Autism is one of those disorders where parents anxiously watch their child's development, looking for clues. They know something isn't quite right, but they just can't seem to put their finger on it. Lee, mother of three, has a seven year old son with autism. A teacher and a grad student, Lee is used to being tired. Her son though, she explains, tasks her in ways she never thought possible. She loves him undyingly, but there are days she is drained from having to deal with her son, who she describes as both violently frustrating and wonderfully insightful. As many parents, Lee struggles with autism and how it affects all of her children.

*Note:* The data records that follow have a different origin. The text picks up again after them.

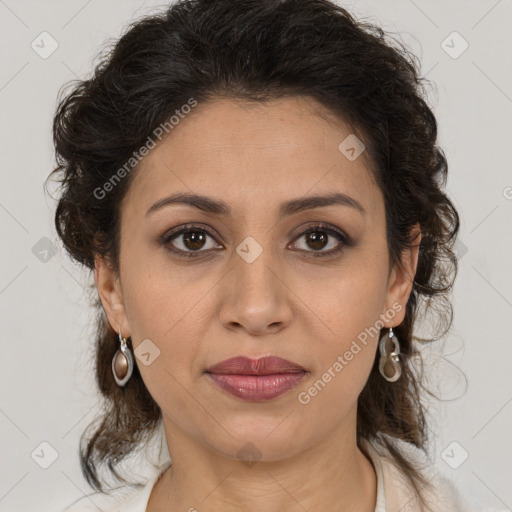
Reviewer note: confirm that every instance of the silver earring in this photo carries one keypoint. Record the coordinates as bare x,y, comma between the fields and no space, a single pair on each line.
122,363
392,360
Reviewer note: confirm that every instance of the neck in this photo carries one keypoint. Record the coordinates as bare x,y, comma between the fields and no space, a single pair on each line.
331,475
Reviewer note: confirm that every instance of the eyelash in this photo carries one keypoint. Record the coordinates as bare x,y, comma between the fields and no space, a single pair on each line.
339,235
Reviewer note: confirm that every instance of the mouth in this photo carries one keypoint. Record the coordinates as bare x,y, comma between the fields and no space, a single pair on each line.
256,380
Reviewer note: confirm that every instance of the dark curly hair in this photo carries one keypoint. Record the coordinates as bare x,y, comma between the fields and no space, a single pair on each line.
256,51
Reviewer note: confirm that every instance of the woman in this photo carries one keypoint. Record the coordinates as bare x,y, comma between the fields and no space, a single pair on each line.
257,188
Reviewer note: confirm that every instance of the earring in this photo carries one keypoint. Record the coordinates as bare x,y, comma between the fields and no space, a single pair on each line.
393,359
122,363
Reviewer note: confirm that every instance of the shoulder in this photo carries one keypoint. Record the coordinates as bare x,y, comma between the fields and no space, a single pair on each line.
441,493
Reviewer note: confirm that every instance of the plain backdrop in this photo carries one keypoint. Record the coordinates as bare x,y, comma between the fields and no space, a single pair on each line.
46,378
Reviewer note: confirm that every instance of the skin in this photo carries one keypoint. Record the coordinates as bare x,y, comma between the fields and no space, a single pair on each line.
201,310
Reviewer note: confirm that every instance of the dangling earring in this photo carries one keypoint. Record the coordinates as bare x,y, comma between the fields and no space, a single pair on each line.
393,359
122,363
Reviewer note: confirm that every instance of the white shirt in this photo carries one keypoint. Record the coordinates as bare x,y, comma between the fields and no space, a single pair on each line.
394,493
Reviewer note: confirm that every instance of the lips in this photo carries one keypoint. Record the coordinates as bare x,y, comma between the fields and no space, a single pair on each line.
256,380
264,366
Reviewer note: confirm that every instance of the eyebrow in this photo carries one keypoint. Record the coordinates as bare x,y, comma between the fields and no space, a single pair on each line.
217,207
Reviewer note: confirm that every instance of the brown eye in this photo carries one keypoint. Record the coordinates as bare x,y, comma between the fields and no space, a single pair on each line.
317,238
189,240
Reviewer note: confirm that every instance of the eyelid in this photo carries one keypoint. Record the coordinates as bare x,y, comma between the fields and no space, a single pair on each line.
341,236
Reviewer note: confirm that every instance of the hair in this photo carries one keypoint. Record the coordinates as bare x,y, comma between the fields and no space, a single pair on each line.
257,51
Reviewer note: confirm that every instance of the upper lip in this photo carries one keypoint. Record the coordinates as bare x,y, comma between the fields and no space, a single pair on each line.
242,365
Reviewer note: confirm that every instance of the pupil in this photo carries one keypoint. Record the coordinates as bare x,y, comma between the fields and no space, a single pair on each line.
316,241
193,240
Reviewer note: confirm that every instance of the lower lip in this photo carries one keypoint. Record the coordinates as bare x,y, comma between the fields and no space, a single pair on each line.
257,388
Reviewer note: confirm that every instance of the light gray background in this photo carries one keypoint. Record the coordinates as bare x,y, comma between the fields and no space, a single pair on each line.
46,381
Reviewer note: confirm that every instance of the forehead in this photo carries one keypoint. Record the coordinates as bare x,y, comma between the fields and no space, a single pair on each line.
246,152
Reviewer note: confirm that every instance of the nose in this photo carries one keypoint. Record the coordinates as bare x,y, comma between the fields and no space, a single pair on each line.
256,298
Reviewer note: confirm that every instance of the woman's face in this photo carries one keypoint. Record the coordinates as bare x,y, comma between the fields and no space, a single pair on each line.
249,280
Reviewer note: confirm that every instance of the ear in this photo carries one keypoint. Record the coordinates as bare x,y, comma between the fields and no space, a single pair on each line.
111,295
401,278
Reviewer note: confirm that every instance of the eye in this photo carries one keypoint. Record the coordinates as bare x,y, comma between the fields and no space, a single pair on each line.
317,238
189,240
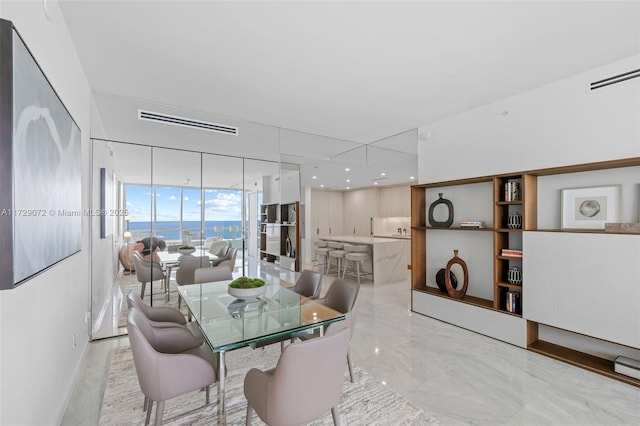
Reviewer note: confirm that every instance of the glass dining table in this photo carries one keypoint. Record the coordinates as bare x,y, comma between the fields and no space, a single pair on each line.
229,323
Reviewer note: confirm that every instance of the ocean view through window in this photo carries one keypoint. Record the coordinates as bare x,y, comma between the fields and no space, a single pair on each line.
179,209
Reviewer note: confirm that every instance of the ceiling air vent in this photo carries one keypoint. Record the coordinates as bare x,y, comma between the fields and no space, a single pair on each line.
615,79
180,121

Autism is a developmental disorder that children are born with, but they usually do not manifest symptoms until they are about a year old or older. Even then, it usually begins with hunches and gut feelings. This was the case with Lee. Her son was a beautiful, healthy baby boy, who was remarkably peaceful and slept easily throughout the night. He was a happy baby and progressed normally at all his well baby visits. Lee figured that his crying spells on occasion were normal, attributing some of his sensitivities to light or commotion as a difference in personalities. Each of her children had differences in their likes and dislikes and temperaments. As he became older, she sort of wondered about, but didn't find too distressing the fact that he would spend hours dumping all the toys out of his yellow box, lining up each of the cars by size and then, methodically, putting them back in the yellow box just to dump them out again. She wasn't too thrilled that he would scream for hours, if she took the yellow box away prematurely.

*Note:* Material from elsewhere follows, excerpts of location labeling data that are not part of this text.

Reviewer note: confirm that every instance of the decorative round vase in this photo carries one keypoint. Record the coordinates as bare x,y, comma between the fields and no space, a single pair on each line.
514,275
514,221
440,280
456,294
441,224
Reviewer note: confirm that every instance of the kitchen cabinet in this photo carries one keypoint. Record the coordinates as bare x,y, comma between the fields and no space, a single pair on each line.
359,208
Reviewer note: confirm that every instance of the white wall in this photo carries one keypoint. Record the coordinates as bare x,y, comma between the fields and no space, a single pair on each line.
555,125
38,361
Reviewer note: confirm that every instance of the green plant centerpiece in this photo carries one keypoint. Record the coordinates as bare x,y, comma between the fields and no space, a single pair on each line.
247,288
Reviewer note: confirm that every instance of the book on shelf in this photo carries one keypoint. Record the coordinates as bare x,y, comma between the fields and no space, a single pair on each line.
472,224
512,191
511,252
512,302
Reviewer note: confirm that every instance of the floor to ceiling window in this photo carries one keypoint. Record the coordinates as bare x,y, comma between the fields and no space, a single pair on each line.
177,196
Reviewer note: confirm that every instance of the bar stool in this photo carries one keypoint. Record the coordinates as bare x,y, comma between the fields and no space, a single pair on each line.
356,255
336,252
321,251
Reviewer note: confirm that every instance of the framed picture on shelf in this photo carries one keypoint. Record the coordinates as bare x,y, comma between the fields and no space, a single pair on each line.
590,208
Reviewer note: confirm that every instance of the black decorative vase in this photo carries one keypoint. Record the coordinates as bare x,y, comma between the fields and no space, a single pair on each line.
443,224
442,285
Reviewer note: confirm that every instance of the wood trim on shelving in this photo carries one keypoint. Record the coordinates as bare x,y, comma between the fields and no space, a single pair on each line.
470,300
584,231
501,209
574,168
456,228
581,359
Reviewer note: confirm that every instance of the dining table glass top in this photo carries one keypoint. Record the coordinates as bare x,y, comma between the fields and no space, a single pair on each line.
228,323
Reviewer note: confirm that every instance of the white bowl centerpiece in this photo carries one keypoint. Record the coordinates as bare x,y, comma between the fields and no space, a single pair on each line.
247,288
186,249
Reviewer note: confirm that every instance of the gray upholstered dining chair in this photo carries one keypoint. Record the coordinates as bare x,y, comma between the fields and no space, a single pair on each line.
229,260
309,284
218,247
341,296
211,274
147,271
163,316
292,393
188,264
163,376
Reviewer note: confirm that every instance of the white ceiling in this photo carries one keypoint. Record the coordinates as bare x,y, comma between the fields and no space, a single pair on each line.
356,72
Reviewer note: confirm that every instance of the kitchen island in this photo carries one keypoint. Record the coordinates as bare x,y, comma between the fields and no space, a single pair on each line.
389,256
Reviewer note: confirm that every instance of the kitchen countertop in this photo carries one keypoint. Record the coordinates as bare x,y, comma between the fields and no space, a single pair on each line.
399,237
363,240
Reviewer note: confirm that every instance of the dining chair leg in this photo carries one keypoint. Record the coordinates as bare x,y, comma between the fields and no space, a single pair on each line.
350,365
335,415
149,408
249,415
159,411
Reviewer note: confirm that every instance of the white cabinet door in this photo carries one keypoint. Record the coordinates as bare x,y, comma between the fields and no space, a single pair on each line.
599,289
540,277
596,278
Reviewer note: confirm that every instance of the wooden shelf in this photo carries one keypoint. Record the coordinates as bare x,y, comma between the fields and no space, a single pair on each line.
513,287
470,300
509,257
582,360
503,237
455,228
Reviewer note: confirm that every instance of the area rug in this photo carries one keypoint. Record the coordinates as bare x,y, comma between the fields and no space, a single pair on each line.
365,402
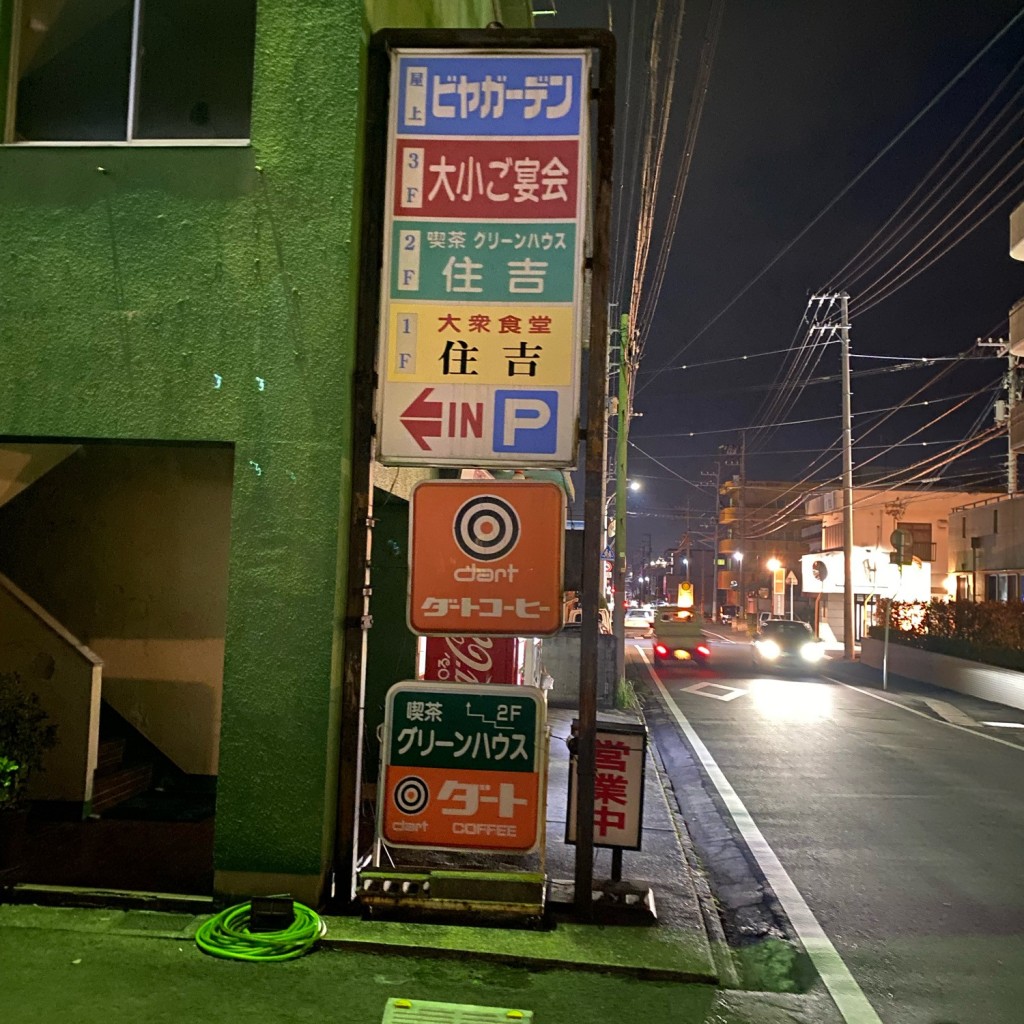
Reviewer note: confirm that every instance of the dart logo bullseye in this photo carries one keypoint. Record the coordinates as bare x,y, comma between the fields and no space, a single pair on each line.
486,527
412,795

Children with autism often do appear completely normal until they are about 18 months old, much like Lee's son. Then, slight differences begin to crop up, making parents wonder what's going on. Children with autism do not like change and react strongly to extremes is light or sound, much as Lee's son did. There are certain times when they don't want to be touched or held or wear certain clothes. Some of their behaviors are often written off as “quirky,” like repeated the same movements over and over. And, as Lee often discovered, an interruption or sudden change in their routine, can send them over the edge, often causing younger children with autism to cry or scream for hours.

Autism isn't a death sentence, however, and some parents have even gone so far as to call autism the “gift” of autism. Lee always marveled at her son's ability to see things she just couldn't. Exhausted and completely unmotivated one day, she slumped down to sit next to her son, who enjoyed sitting on the curb in front of their home. “Mom,” her son reveled in her presence, “Now you can hear the dinosaurs with me.” Too tired to argue and somewhat curious, Lee bit. “What dinosaurs, Randy?” “Wait, Mom. You'll hear them.” They sat together, side by side, for about ten minutes, silently. Lee listened to the soft gurgling of the water emptying into the storm drain. A car drove by and her son put his head nearly level with the curb. “There!” he said with delight. Lee had no clue, but just smiled. Randy was undeterred. “No, mom. You got to put your head down.” As the next car finally came by, she did. The sound of the car was echoed in the storm drain. Like the soft growl of a dinosaur. Only her son would have discovered a dinosaur in the storm drain.